William instituted the curia regis, as Piper said, modelled on Norman courts. At certain times of the year, this was amplified into the Great Council (Magnum Concilium)
I just said, « My Lady, you’ll see in our brief that we’ve cited three Acts from the time of King Edward III which are still in force in Saskatchewan. »
(There are three statutes passed by the English Parliament which are considered the foundation of the office of Justice of the Peace.)
Here’s Sir Edward Coke’s account of his debate with King James. Coke bluntly but firmly told the King, to his face, that he could not sit in court cases, which was a very brave action for an individual to say to a King who believed fervently in the divine right of kings:
A controversy of land between parties was heard by the King, and sentence given, which was repealed for this, that it did not belong to the common law: then the King said, that he thought the law was founded upon reason, and that he and others had reason, as well as the Judges: to which it was answered by me, that true it was, that God had endowed His Majesty with excellent science, and great endowments of nature; but His Majesty was not learned in the laws of his realm of England, and causes which concern the life, or inheritance, or goods, or fortunes of his subjects, are not to be decided by natural reason but by the artificial reason and judgment of law, which law is an act which requires long study and experience, before that a man can attain to the cognizance of it: that the law was the golden met-wand and measure to try the causes of the subjects; and which protected His Majesty in safety and peace: with which the King was greatly offended, and said, that then he should be under the law, which was treason to affirm, as he said; to which I said, that Bracton saith, quod Rex non debed esse sub homine, sed sub Deo et lege [That the King ought not to be under any man but under God and the law.].
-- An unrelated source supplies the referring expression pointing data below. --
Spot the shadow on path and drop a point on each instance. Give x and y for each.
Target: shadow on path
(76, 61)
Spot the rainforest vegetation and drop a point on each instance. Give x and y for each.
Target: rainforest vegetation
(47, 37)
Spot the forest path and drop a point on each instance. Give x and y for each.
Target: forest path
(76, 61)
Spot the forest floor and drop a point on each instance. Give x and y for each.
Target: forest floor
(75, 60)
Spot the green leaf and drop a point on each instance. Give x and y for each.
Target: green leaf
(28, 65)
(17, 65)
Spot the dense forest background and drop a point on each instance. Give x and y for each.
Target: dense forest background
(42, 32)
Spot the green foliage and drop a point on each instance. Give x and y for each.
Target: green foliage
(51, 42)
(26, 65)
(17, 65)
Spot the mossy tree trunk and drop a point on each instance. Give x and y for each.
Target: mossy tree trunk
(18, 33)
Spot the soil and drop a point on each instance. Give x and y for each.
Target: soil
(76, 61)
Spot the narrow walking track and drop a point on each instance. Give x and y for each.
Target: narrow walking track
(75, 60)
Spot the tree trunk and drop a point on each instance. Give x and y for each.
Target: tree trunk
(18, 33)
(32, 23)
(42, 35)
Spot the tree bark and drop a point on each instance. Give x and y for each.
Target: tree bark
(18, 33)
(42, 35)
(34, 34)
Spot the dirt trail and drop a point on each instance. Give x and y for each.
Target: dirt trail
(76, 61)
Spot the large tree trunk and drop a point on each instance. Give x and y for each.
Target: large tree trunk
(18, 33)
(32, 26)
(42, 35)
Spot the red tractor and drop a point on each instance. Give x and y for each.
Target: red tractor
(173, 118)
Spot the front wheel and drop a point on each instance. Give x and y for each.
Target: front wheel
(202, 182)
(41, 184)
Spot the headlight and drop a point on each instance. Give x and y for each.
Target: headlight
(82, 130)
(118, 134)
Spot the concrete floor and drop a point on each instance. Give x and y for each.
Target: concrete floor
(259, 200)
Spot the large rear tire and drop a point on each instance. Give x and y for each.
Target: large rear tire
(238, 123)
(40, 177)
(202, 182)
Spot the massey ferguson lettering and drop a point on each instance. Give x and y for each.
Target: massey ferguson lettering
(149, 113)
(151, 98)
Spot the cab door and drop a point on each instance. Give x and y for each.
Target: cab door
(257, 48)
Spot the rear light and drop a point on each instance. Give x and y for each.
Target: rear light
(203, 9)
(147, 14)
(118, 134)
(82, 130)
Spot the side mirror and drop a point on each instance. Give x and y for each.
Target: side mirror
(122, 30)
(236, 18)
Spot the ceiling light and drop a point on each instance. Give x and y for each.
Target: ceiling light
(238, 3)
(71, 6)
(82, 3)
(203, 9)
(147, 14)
I take it this was the case referred to when the Supreme Court slapped down Boris Johnson over one or other of his attempts to bypass Parliament over Brexit?
There’s also a tendency in some MPs to think their bit of “the Crown in Parliament” is better entitled by its sovereignty, and more qualified by their idea of “common sense”, to judge how the law should be applied. Periodic reminders of this principle mightn’t be a bad idea.
Going back a bit (from Edward III), we have Henry II, who ascended the throne of a kingdom wracked by civil war and teetering on the brink of anarchy. Among the steps he took to reassert royal authority was a major reform of the justice system, which included itinerant judges who were responsible for administering the King’s law.
His reform of criminal law was even more impressive. He issued new legislation at Clarendon in 1166 and Northampton in 1176. It was at Clarendon where the procedures of criminal justice were first established, addressing how serious felonies such as murder, robbery and theft would be dealt with. Juries of presentment were established, consisting of twelve lawful men in each hundred (a subdivision of a county) and four in each vill (village). These juries were not there to decide on guilt or innocence, but to support an accusation of a serious crime.
Anyone who was accused of such crimes would be put in prison to await trial. Those trials could only be heard by the King’s justices, who travelled the country to do so. Henry first introduced his system of itinerant justices at Clarendon but refined the system at Northampton. England was divided into six circuits, with three justices, the justices of the general eyre, allocated to each.